I took my friends comment to heart.
And I just stayed in San Diego.
I planted myself in my mom's two bedroom Senior Living community, and did not move. Three kids an all.
I knew I couldn't stay there for long. But I knew that the Bay Area, with all its wonderful attributes meant death through depression.
The Bay Area meant putting my kids in high chairs, and strapping them in while I covered my head with a pillow and screamed.
The Bay Area meant ripping my beautiful hair out.
The Bay Area meant worrying about money when my combined income was the highest it had ever been.
The Bay area meant darkness while standing in blinding sunlight.
I haven't felt depression since
I don't know if its my mom's cooking.
Or seeing my grandparents at least twice a month.
Or hanging out with my parents at least twice a week.
Or family parties.
But I think its just being surrounded by family. Having my nieces drop in just for fun. Being at the mall and bumping into people I am related to. Saturday after Saturday of birthday parties, and baby showers. Being out for a drive and waving at people I know.
My children and I get stopped in the street all the time
And my kids are used to it now. They know its people from my past, who make up the fabric of my present.
It's beautiful to see old classmates at Parent Meetings. It's nice to have previously worked with the staff at the children's school. It's fun to see people I grew up with out and about.

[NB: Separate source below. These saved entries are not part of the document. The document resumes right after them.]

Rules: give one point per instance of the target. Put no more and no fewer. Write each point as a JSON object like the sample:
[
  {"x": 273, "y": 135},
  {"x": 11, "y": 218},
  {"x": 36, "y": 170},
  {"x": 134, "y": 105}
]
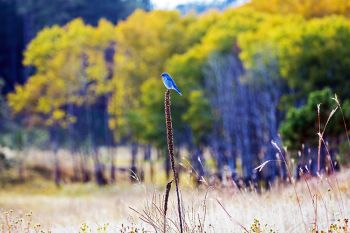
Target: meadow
[
  {"x": 313, "y": 204},
  {"x": 94, "y": 138}
]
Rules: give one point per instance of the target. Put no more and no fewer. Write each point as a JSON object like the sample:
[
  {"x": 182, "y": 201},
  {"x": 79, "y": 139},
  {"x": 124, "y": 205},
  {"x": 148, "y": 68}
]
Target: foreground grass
[{"x": 325, "y": 205}]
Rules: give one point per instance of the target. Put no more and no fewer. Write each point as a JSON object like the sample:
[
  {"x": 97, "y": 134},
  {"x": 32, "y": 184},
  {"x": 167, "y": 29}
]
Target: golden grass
[{"x": 72, "y": 205}]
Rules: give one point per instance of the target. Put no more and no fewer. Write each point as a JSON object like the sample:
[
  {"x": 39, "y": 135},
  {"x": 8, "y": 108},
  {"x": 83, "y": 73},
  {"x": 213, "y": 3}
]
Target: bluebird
[{"x": 169, "y": 82}]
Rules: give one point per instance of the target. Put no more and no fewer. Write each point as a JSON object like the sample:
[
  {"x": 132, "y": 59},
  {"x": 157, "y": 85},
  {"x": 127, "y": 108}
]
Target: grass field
[{"x": 316, "y": 204}]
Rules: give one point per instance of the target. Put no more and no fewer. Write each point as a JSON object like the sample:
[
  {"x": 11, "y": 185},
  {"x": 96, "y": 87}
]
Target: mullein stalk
[{"x": 170, "y": 141}]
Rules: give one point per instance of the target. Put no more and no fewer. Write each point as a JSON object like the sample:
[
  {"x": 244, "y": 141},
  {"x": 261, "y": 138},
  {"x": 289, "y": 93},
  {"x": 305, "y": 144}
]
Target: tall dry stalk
[{"x": 170, "y": 140}]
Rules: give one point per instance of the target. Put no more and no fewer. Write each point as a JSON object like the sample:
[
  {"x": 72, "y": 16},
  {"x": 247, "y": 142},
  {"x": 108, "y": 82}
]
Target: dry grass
[{"x": 323, "y": 204}]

It's nice to send them back to school!
It's nice to go to 7-11 and see the same cashier from when I was in third grade.
It's great to be home
Depression what? Depression who?
I am pregnant again. And my husband is living in the Bay Area. And I work a whole lot. I freelance, I drive the kids around, I keep their clothes clean, I pack them lunches. We eat good food. And we spend a lot of time with family.
In the Bay Area I didn't have the challenges I have here
But in the Bay Area, I didn't have the San Diego Fabric to hold me together.

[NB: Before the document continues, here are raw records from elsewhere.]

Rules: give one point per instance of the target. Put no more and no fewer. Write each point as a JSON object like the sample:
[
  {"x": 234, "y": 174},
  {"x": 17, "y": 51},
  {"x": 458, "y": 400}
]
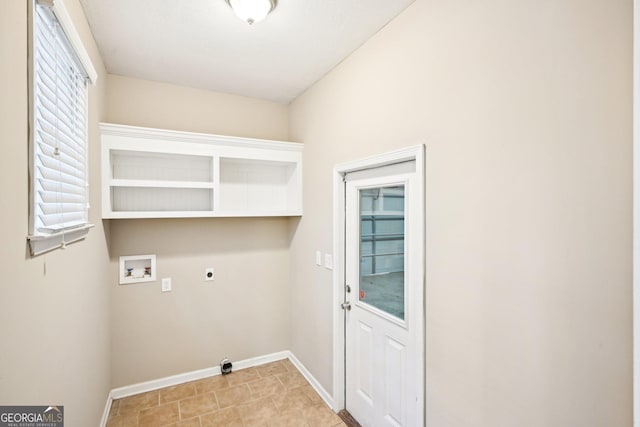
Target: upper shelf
[{"x": 154, "y": 173}]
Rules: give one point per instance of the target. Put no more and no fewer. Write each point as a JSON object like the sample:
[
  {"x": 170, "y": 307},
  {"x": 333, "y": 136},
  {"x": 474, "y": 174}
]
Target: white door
[{"x": 383, "y": 297}]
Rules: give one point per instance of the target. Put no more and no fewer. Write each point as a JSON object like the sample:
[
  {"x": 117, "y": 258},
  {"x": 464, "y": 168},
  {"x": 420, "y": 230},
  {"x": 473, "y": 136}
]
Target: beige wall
[
  {"x": 525, "y": 109},
  {"x": 140, "y": 102},
  {"x": 54, "y": 318},
  {"x": 245, "y": 312}
]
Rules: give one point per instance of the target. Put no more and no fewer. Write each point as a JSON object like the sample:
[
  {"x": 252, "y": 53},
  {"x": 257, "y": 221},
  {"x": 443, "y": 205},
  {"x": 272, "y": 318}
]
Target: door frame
[
  {"x": 417, "y": 154},
  {"x": 636, "y": 213}
]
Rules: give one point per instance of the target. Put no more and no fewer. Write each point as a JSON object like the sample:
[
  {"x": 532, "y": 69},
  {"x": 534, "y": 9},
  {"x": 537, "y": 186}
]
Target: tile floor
[{"x": 271, "y": 395}]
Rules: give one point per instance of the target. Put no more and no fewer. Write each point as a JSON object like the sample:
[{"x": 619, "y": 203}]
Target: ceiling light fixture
[{"x": 252, "y": 11}]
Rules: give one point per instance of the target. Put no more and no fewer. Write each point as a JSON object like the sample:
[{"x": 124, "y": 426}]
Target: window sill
[{"x": 40, "y": 244}]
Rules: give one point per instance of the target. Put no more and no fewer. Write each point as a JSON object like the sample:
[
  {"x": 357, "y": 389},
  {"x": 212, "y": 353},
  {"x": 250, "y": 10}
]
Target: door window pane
[{"x": 382, "y": 249}]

It's been over a year and I haven't locked myself up in my room to cry not even just once. I haven't screamed into pillows. Made sprays just to survive the day. We go outside every day. The TV is no longer the babysitter.
And although I still don't go out with my friends, I know they are a phone call away, and available again, in case I need some CPR.
Thank you for reading my story about how Being Home and Surrounded by extended family was the only depression medication I needed. I sure am glad I did not fall into the trap of pharmaceuticals.